The thought tasted bitter.
He would not admit it aloud.
But as he slashed again at descending wings, Torin understood—
This was not a hunt for glory.
It was survival dressed as competition.
Elira — The Quiet Observer
Elira noticed everything.
She noticed how the guards relaxed around Gavrilo.
How he placed a hand on a soldier's shoulder before leaving.
How he did not smile when thanked.
How he did not boast.
She wrapped her dark cloak tighter as she walked into the trees.
He carries weight.
She did not know what kind.
But it showed in posture.
In eyes.
In restraint.
When the Alpha bat screeched from deeper canopy, Elira paused.
She felt the shift in air.
There it is.
The true test.
She did not rush forward.
She chose high ground.
And for the first time in a long while—
She felt she was not the only one thinking ahead.
Darius — The Pragmatist
Darius adjusted his crossbow calmly as he exited the gate.
He had no pride wounded.
No ego inflamed.
He simply calculated.
Gavrilo's suggestion had been efficient.
Witnesses removed disputes.
Long-range removed risk.
He thinks like a strategist, not a duelist.
Darius appreciated that.
But he also wondered—
If he wanted, could he command us all?
The thought lingered.
He did not like that answer forming.
Cyran — The Analyst
Cyran had watched Gavrilo's eyes during the meeting.
They never hardened.
They never softened.
They simply assessed.
When he walked into the jungle, Cyran murmured quietly to himself.
"Fascinating."
He wanted to test something.
He intentionally moved in a direction parallel to Gavrilo's earlier path.
Not too close.
Just close enough.
When he heard the Alpha's death shriek—
Cyran stopped.
He engaged it alone.
That confirmed suspicion.
He is stronger than he shows.
And if that was true—
What else was concealed?
Cyran smiled faintly.
The game had become interesting.
The Others — The Divided Minds
One captain trembled despite bravado earlier.
Another whispered prayers under breath.
One regretted mocking long-range tactics.
Another debated abandoning competition entirely.
Each carried their own narrative.
Each stepped into darkness with different intent.
But one common thread ran beneath them all—
They were thinking of Gavrilo.
Not constantly.
But persistently.
Because whether they liked it or not—
He had shifted the balance of the room before the hunt even began.
The Departure
When the midnight accord ended and they stepped beyond the gates—
The jungle received them without prejudice.

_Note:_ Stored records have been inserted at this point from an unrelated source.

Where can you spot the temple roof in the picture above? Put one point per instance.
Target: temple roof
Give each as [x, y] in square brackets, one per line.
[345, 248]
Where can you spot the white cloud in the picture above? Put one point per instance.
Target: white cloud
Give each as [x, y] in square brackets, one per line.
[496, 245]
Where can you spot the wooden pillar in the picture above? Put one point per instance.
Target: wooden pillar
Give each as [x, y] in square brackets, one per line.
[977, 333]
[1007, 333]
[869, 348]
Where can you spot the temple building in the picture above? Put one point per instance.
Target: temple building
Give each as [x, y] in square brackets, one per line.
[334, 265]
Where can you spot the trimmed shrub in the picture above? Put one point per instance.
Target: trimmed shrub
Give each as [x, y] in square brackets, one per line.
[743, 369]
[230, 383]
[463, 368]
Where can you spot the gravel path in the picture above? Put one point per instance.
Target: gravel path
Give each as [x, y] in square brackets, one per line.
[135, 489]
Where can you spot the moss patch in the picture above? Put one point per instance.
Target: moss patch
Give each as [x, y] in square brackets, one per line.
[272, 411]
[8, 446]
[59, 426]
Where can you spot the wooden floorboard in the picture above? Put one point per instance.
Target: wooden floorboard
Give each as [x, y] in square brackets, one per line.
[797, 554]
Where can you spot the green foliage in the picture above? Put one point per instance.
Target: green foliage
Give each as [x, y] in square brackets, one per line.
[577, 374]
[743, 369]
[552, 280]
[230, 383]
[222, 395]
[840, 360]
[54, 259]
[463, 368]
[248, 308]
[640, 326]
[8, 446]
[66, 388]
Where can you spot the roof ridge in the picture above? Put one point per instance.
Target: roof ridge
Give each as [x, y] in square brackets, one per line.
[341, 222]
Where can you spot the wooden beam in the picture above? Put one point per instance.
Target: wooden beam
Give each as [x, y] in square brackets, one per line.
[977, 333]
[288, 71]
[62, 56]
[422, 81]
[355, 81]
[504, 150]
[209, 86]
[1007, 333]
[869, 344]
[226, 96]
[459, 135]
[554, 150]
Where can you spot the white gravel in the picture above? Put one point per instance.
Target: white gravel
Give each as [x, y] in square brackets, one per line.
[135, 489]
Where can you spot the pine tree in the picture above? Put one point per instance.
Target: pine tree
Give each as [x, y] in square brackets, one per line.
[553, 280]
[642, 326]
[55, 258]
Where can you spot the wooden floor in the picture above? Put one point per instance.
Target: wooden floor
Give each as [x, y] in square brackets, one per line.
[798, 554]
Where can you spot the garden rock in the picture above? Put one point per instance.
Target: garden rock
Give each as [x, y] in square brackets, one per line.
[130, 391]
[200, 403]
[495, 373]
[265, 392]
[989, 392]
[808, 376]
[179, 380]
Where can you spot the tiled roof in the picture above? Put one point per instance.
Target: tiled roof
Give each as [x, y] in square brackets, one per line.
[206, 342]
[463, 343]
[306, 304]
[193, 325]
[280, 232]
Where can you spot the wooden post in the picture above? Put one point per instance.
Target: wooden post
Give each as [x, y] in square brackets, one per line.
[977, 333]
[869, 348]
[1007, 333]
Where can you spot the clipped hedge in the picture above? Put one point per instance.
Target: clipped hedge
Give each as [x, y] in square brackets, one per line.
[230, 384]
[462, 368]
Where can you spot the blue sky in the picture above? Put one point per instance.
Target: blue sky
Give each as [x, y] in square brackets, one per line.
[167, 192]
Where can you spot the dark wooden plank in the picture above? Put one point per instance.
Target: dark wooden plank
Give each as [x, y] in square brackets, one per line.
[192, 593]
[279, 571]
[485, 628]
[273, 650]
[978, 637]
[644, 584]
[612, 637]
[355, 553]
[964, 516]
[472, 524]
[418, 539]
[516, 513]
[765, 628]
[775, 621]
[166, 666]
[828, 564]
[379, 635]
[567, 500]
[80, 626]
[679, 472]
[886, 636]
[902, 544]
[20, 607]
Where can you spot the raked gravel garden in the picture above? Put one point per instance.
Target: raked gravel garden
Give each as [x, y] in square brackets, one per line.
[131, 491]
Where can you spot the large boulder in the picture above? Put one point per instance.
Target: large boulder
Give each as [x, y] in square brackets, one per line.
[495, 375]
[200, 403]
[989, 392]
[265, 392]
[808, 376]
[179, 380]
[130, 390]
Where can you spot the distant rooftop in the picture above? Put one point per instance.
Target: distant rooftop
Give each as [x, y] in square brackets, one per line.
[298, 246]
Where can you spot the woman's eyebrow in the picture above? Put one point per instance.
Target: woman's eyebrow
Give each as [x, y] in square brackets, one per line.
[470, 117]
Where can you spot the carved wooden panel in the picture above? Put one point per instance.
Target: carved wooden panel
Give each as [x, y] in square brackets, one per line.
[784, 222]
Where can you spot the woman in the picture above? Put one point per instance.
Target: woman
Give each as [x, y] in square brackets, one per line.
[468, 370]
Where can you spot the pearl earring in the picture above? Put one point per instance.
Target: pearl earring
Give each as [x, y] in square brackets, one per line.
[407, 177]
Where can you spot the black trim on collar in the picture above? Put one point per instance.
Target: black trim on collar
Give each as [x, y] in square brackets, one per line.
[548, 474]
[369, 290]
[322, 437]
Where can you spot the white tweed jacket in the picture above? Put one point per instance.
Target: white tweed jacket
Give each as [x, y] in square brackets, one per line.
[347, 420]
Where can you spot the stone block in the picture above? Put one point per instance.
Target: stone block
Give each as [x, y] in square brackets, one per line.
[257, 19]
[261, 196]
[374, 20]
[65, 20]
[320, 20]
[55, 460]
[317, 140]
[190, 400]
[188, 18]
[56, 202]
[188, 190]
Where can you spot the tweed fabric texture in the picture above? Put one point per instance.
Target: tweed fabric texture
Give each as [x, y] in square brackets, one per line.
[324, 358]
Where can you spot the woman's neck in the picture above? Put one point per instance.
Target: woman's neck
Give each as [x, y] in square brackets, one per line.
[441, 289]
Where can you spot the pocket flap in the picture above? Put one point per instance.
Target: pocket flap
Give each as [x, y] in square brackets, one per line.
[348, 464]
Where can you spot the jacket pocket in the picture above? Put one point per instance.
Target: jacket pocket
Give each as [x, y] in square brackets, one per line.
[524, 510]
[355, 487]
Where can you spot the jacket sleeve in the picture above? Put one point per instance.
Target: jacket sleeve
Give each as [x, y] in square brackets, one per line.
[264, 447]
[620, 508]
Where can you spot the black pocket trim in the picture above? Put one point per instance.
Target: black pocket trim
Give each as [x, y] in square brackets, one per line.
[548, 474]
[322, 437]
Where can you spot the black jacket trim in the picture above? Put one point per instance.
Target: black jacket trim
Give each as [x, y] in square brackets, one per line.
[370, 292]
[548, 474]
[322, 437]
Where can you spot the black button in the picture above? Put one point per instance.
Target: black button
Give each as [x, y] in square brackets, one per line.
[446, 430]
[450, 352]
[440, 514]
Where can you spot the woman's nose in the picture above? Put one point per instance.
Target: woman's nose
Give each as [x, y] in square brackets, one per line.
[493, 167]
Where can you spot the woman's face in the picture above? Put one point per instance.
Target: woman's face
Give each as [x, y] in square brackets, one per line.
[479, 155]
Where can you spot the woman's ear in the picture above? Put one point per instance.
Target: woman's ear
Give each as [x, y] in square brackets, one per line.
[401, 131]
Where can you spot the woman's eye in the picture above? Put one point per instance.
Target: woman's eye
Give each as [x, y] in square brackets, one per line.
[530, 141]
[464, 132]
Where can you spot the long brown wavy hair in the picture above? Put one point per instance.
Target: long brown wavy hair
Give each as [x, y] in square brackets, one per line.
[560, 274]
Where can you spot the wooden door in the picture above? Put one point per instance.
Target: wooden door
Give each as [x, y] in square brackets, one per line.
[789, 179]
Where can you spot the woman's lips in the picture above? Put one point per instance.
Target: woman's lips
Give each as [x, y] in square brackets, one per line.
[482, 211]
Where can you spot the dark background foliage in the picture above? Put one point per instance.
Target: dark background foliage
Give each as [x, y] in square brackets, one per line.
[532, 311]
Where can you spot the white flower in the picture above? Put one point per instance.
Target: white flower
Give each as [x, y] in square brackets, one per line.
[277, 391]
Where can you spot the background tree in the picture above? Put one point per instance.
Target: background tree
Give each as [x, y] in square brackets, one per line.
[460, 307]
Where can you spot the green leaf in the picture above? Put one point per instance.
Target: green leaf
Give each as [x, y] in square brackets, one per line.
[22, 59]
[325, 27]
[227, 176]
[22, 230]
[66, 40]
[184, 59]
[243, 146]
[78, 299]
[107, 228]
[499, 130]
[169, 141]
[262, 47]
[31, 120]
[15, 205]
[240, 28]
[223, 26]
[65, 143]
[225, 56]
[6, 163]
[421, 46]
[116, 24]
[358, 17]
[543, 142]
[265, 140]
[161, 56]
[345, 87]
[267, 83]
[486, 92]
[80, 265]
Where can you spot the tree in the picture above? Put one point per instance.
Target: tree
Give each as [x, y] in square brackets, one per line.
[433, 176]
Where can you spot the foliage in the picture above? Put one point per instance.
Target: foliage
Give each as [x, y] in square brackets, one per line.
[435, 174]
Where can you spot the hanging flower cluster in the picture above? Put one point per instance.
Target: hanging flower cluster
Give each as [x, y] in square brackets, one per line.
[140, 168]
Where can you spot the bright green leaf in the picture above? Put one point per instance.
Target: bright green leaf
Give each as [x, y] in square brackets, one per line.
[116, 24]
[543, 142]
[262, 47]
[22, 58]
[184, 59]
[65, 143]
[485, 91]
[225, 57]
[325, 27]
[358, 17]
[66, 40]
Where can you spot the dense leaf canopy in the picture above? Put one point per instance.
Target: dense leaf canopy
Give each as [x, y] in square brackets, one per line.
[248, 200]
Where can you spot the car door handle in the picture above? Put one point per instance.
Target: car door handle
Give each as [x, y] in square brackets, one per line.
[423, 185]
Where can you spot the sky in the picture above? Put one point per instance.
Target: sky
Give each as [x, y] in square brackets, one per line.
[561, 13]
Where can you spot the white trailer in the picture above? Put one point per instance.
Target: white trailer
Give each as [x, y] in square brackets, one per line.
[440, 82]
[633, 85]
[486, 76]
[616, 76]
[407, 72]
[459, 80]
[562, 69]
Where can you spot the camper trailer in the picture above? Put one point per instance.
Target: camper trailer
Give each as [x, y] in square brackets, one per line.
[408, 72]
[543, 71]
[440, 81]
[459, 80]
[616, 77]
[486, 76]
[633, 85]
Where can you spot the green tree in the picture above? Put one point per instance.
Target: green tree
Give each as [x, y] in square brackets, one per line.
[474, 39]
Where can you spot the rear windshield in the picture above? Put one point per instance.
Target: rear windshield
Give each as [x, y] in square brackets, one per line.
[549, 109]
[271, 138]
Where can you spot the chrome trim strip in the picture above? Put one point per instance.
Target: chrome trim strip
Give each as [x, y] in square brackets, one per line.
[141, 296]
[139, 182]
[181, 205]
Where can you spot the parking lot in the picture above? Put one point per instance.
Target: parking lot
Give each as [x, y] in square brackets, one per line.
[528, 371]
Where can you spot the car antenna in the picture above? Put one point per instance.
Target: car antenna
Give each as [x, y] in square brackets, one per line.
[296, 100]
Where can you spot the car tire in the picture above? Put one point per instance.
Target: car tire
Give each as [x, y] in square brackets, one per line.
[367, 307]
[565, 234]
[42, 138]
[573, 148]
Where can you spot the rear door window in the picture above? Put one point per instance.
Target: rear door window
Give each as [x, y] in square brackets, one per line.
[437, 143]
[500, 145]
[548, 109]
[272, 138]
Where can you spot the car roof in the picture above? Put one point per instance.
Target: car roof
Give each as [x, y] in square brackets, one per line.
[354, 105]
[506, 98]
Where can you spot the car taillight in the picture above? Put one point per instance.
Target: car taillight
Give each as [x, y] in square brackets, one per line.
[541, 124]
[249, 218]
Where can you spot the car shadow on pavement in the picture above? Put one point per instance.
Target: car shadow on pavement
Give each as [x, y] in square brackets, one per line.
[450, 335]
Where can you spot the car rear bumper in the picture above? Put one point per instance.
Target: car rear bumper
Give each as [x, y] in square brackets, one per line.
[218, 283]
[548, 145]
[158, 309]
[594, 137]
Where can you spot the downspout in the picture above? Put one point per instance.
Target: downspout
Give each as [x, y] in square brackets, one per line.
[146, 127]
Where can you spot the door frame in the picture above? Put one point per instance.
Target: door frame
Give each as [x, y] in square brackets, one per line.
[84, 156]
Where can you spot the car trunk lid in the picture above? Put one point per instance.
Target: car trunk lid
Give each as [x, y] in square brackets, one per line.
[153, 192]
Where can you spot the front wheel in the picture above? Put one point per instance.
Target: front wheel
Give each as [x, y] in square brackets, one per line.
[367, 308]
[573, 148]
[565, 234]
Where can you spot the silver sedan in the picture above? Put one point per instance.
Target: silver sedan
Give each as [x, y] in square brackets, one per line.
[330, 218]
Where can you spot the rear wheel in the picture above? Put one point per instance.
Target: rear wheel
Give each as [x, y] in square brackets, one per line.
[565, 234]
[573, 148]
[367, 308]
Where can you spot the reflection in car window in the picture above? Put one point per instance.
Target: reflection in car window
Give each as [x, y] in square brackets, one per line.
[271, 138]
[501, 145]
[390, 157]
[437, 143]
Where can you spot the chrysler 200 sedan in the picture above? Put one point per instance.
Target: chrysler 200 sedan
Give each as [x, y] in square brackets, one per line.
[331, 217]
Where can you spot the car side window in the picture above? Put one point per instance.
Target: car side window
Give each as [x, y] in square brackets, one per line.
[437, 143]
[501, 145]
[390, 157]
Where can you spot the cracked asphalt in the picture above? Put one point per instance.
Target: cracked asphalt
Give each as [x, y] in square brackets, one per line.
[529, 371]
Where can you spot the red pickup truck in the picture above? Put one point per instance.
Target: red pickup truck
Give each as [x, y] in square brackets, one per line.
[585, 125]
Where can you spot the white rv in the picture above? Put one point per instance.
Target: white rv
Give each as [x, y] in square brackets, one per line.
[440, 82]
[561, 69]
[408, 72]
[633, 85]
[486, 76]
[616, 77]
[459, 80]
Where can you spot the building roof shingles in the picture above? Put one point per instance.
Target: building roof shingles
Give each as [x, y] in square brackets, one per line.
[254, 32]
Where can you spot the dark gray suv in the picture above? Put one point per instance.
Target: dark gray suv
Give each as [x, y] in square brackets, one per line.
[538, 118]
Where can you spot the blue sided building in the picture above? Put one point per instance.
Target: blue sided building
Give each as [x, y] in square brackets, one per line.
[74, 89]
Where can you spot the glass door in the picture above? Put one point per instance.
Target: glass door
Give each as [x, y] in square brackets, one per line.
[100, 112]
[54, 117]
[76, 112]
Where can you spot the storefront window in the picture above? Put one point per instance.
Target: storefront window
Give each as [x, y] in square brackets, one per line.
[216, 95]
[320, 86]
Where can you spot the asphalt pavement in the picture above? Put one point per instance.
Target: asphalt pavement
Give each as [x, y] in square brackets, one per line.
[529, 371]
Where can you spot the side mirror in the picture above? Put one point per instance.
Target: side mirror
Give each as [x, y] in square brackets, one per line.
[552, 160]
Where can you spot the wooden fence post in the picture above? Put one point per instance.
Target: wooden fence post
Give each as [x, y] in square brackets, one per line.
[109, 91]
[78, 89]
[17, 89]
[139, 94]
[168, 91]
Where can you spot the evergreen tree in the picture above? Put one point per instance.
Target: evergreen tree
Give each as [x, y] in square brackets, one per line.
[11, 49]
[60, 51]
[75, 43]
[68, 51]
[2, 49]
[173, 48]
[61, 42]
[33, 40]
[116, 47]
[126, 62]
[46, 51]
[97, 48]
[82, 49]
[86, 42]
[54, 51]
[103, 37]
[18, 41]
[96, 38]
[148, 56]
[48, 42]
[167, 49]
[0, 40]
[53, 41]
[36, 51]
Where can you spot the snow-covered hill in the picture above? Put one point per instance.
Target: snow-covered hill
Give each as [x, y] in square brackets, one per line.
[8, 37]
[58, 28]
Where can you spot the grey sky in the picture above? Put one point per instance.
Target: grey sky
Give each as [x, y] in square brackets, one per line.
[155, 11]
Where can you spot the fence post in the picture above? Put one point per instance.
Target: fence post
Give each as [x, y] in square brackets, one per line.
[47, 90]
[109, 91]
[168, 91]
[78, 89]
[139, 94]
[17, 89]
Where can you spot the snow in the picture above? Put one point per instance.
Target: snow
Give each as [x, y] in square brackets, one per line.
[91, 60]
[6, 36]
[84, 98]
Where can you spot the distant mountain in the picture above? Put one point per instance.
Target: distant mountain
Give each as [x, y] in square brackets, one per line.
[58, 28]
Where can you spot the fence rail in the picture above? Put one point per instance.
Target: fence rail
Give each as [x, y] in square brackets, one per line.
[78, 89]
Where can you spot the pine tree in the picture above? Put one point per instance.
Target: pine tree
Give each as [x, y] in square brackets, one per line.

Moonlight broke through canopy in silver shards.
Wings screeched overhead.
Venom hissed against bark.
And in separate pockets of darkness—
Nine captains fought.
Some with fury.
Some with discipline.
Some with desperation.
Each measuring not only monsters—
But themselves.
And somewhere among the trees—
The tenth shadow moved with controlled precision.
They did not see him.
But they felt his presence in the structure of the night.
Because whether they admitted it or not—
He had become the axis around which this hunt turned.
And if dawn came with survivors—
Each of them would carry the same silent realization:
The most dangerous predator in this jungle
Was not the creature that flew.
But the one who calculated beneath it.